Bits quantiques : l’union des photons fait la force !
Des chercheurs et chercheuses ont montré que des codes correcteurs d’erreurs quantiques, absolument nécessaires au fonctionnement des futurs ordinateurs quantiques, sont déjà réalisables en laboratoire en utilisant des propriétés collectives des photons.
De tous les supports susceptibles de transmettre de l’information, la lumière est bien évidemment le plus rapide, et l’utilisation de ses propriétés quantiques peut de surcroît en faire un moyen de communication inconditionnellement sûr. L’encodage de l’information quantique dans la lumière passe par la définition de bits quantiques, ou qubits, ces fameuses briques de base du calcul quantique. Cependant, que ce soit en communication ou en calcul quantique, l’information quantique est extraordinairement fragile, et des erreurs de manipulation, des pertes de photons, ou le couplage entre la lumière et des champs parasites peuvent détruire l’information quantique.
Pour contrer ces effets, les chercheurs et chercheuses en informatique et en physique ont développé des stratégies, comme par exemple les codes correcteurs d’erreurs quantiques. Inspirés de leurs homologues classiques, les codes quantiques se basent sur la redondance, à travers le codage de l’information dans des états quantiques comprenant plusieurs qubits (au lieu d’un seul), et la mesure de leurs propriétés collectives -comme par exemple leur parité. Dans le cadre de l’optique quantique, ces codes reposent sur la production d’états complexes qui donnent des informations sur la dégradation de l’information qu’ils portent, lorsqu’ils sont mesurés astucieusement. La réalisation expérimentale de tels états est cependant difficile, malgré leur importance et leur intérêt.
Dans un travail récent, des chercheurs et chercheuses du CNRS et des Universités Paris-Diderot et Paris-Saclay au Laboratoire Matériaux et Phénomènes Quantiques (MPQ, CNRS / Université Paris Cité) ont montré que des dispositifs non-linéaires qui convertissent un photon d’un faisceau laser en une paire de photons “jumeaux”, intriqués en fréquence, produisent naturellement un état robuste face aux erreurs et qui peut être corrigé lorsqu’il est perturbé. En effet, le dispositif non-linéaire permettant la conversion des photons crée un peigne de fréquence collectif où tous les photons sont intriqués lorsqu’il est placé dans une cavité optique (voir figure). En s’intéressant aux variables collectives de ce système (comme par exemple la moyenne des fréquences des photons), il est possible de voir ce peigne comme un code correcteur d’erreur. Les dispositifs générant des paires des photons avec de telles propriétés - qui sont, à ce jour, les plus grands états photoniques permettant la correction d’erreurs en optique quantique - existent dans différents laboratoires.

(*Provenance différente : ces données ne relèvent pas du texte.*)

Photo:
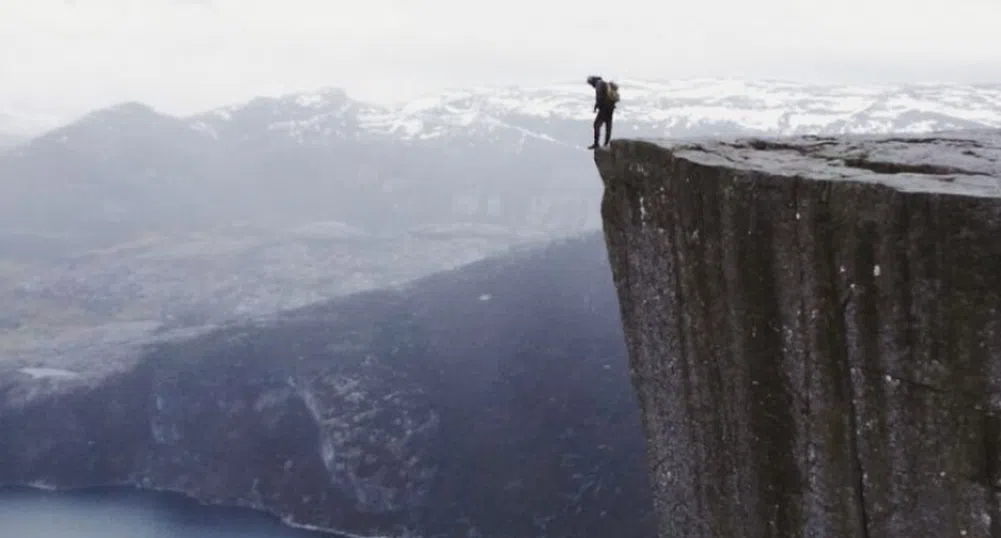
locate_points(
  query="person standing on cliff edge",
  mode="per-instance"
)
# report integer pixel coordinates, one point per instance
(606, 97)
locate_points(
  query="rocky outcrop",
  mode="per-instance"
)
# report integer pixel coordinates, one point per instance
(814, 331)
(492, 401)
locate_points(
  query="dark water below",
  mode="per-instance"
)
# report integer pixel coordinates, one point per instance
(128, 513)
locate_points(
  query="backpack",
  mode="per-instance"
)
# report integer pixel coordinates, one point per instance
(612, 92)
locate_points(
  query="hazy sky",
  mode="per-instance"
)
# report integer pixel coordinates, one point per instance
(66, 56)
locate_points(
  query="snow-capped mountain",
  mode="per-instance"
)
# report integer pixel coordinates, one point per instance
(555, 113)
(488, 156)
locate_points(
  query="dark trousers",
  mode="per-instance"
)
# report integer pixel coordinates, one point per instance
(604, 116)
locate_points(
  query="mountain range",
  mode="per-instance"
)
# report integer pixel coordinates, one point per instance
(501, 156)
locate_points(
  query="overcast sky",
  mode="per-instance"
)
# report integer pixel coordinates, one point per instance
(67, 56)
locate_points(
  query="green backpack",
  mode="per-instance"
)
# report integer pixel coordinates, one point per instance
(612, 91)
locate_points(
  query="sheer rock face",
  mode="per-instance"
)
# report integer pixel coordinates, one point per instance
(490, 401)
(814, 331)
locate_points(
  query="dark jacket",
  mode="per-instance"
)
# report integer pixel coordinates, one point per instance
(602, 101)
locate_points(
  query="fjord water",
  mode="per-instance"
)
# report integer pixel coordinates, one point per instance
(127, 513)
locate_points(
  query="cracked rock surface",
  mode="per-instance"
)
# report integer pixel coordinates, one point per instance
(814, 332)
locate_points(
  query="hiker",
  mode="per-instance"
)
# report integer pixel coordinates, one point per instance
(606, 97)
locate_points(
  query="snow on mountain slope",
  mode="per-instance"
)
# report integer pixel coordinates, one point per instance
(559, 112)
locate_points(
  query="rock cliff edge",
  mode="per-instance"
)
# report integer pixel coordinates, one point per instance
(814, 333)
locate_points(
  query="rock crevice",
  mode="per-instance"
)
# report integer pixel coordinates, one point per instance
(813, 331)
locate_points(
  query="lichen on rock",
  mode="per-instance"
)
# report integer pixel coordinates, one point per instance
(813, 331)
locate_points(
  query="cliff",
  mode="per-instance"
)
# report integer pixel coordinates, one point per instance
(491, 401)
(813, 331)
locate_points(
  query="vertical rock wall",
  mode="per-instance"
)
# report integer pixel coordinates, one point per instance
(814, 332)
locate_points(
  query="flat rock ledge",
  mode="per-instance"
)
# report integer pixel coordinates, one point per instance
(814, 331)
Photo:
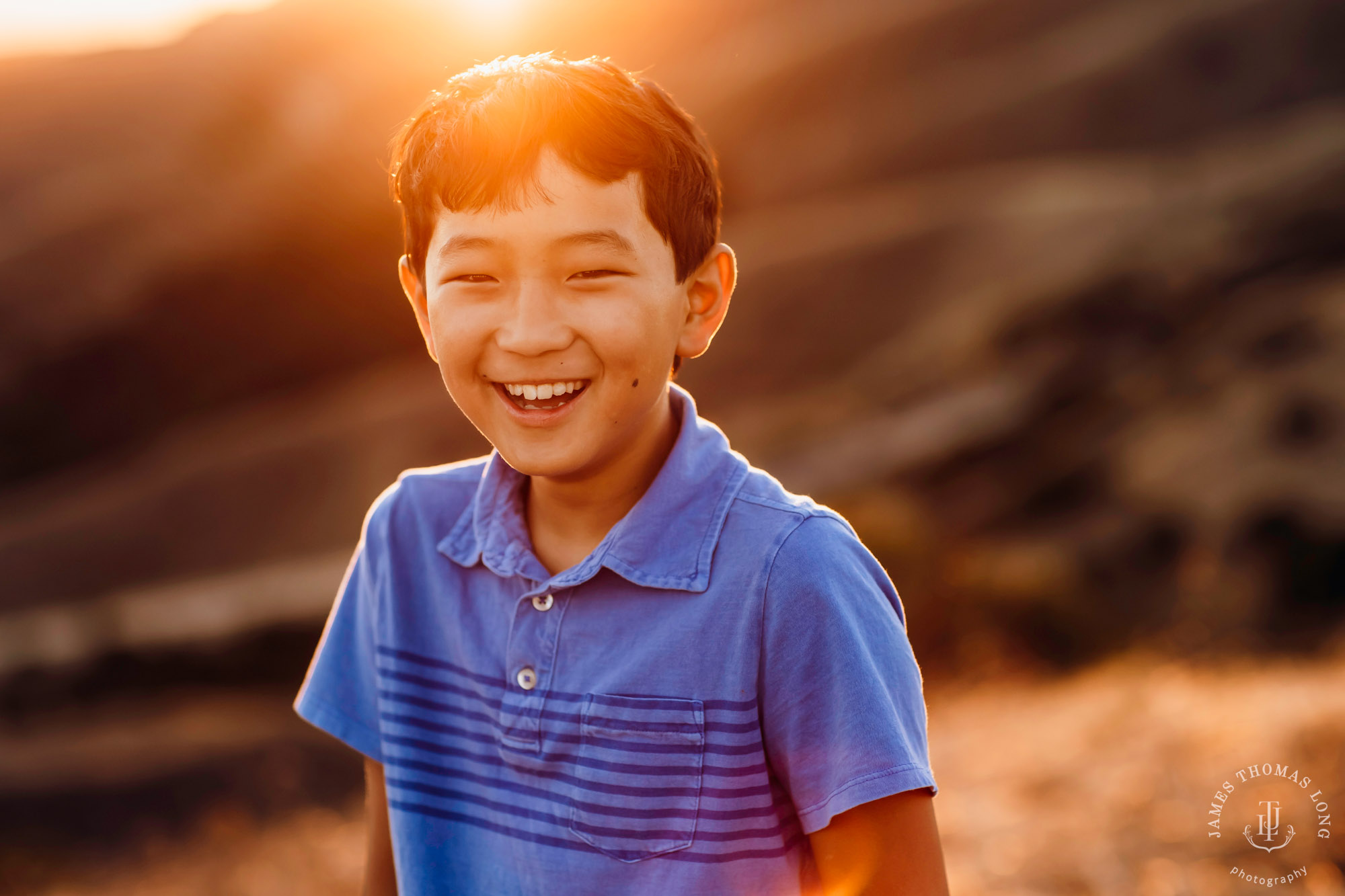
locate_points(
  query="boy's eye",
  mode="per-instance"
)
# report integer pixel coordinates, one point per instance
(597, 274)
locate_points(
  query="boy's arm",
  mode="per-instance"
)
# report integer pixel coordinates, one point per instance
(380, 874)
(888, 845)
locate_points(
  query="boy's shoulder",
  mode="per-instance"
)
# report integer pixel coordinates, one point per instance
(797, 524)
(427, 498)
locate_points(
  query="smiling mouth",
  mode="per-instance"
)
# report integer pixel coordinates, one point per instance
(545, 396)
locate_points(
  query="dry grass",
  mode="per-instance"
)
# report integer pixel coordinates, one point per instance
(1093, 783)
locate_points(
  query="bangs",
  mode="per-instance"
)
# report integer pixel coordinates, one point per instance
(478, 143)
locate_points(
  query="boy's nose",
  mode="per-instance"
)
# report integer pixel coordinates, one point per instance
(533, 323)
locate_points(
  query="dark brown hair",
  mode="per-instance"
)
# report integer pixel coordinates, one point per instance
(475, 145)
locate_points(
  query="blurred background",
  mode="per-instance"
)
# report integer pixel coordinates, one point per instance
(1047, 296)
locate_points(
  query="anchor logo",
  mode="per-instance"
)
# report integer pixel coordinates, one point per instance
(1269, 827)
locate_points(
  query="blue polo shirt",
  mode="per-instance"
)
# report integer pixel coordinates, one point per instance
(719, 678)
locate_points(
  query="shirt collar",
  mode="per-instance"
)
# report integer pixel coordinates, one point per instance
(665, 541)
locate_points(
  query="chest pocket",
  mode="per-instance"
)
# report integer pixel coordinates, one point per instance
(640, 770)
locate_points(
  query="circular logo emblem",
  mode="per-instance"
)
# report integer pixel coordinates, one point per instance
(1273, 819)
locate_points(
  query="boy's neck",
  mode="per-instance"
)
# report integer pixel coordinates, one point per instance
(568, 518)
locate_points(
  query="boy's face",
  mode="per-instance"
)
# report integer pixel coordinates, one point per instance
(555, 326)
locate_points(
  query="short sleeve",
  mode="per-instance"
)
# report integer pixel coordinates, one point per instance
(341, 690)
(843, 702)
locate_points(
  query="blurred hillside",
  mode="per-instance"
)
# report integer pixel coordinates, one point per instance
(1048, 298)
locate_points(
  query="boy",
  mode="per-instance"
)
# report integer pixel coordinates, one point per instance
(611, 657)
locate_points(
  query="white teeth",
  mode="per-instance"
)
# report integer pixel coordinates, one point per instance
(544, 391)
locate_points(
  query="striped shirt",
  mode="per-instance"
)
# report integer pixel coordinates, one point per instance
(719, 678)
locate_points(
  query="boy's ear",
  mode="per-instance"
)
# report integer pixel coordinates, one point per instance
(708, 294)
(415, 291)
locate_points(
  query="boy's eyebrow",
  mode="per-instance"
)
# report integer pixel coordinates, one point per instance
(462, 244)
(609, 239)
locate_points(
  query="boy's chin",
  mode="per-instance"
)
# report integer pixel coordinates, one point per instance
(549, 464)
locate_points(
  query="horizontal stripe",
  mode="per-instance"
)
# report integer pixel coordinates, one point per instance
(711, 836)
(602, 809)
(626, 790)
(493, 681)
(424, 702)
(683, 854)
(722, 771)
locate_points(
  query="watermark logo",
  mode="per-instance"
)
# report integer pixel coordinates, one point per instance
(1272, 805)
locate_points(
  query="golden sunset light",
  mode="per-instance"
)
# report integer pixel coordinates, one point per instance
(79, 26)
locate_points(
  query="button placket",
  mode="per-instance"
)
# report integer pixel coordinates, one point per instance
(531, 654)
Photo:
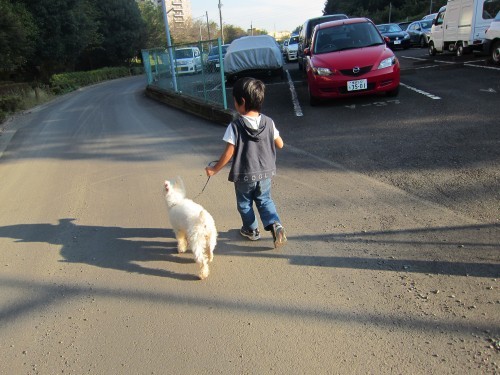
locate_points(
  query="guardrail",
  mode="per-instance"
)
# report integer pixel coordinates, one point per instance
(192, 69)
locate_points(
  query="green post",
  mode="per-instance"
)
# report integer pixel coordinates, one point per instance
(223, 81)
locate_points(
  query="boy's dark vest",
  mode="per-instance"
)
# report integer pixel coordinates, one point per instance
(254, 156)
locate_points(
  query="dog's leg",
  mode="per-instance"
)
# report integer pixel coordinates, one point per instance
(181, 241)
(201, 259)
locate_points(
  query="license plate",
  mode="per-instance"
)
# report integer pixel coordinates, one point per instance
(361, 84)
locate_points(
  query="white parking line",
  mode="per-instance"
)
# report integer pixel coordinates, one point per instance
(427, 67)
(483, 66)
(295, 99)
(420, 91)
(414, 58)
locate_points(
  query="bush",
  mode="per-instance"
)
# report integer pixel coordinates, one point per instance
(66, 82)
(10, 103)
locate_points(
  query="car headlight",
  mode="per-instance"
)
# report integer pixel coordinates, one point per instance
(385, 63)
(322, 71)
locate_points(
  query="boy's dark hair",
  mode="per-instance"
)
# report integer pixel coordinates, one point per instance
(250, 89)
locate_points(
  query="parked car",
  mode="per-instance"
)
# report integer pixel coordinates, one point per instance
(283, 47)
(291, 49)
(187, 60)
(306, 32)
(350, 57)
(397, 38)
(404, 25)
(429, 16)
(419, 32)
(253, 54)
(213, 62)
(492, 41)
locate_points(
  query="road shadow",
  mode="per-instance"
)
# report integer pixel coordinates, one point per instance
(128, 249)
(465, 243)
(108, 247)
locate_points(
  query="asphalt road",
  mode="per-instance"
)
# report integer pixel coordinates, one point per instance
(376, 277)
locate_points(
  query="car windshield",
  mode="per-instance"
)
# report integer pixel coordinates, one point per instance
(347, 36)
(426, 24)
(389, 28)
(184, 53)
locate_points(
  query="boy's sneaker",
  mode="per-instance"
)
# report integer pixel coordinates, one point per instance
(252, 235)
(279, 235)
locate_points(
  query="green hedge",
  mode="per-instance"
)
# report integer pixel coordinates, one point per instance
(66, 82)
(18, 96)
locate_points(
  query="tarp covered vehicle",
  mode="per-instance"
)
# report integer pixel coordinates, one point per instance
(253, 54)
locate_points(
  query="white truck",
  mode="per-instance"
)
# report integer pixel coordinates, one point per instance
(461, 26)
(492, 42)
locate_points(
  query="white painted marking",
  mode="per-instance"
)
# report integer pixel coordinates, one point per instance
(414, 58)
(483, 66)
(489, 90)
(295, 99)
(420, 92)
(427, 67)
(447, 62)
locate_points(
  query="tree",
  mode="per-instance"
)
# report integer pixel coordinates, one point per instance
(64, 31)
(17, 38)
(123, 32)
(378, 10)
(232, 32)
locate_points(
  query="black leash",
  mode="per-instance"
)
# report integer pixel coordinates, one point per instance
(208, 179)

Ces résultats ouvrent des perspectives de développement d’outils expérimentaux permettant la manipulation de ces états à plus large échelle et leur utilisation dans des applications telles que les communications quantiques. Ils sont publiés dans les Physical Review Letters.
Figure : L’information quantique est encodée dans des variables collectives des photons (comme la moyenne des fréquences des photons) sous la forme d’un peigne de fréquence (ici, la variable Ω1). Les autres variables collectives (regroupées dans la variable Ω⊥) ne portent pas d’information et ne sont pas mesurées. Ainsi, les effets du déplacement (bruit) d’un photon a un moindre effet sur le peigne, le rendant plus robuste aux perturbations. Cet effet est d’autant plus petit que le nombre de photons du peigne n est grand, puisqu’il dépend de l’inverse de cette quantité
Références
Gottesman-Kitaev-Preskill encoding in continuous modal variables of single photons, Éloi Descamps, Arne Keller et Pérola Milman, Physical Review Letters, publié le 26 avril 2024.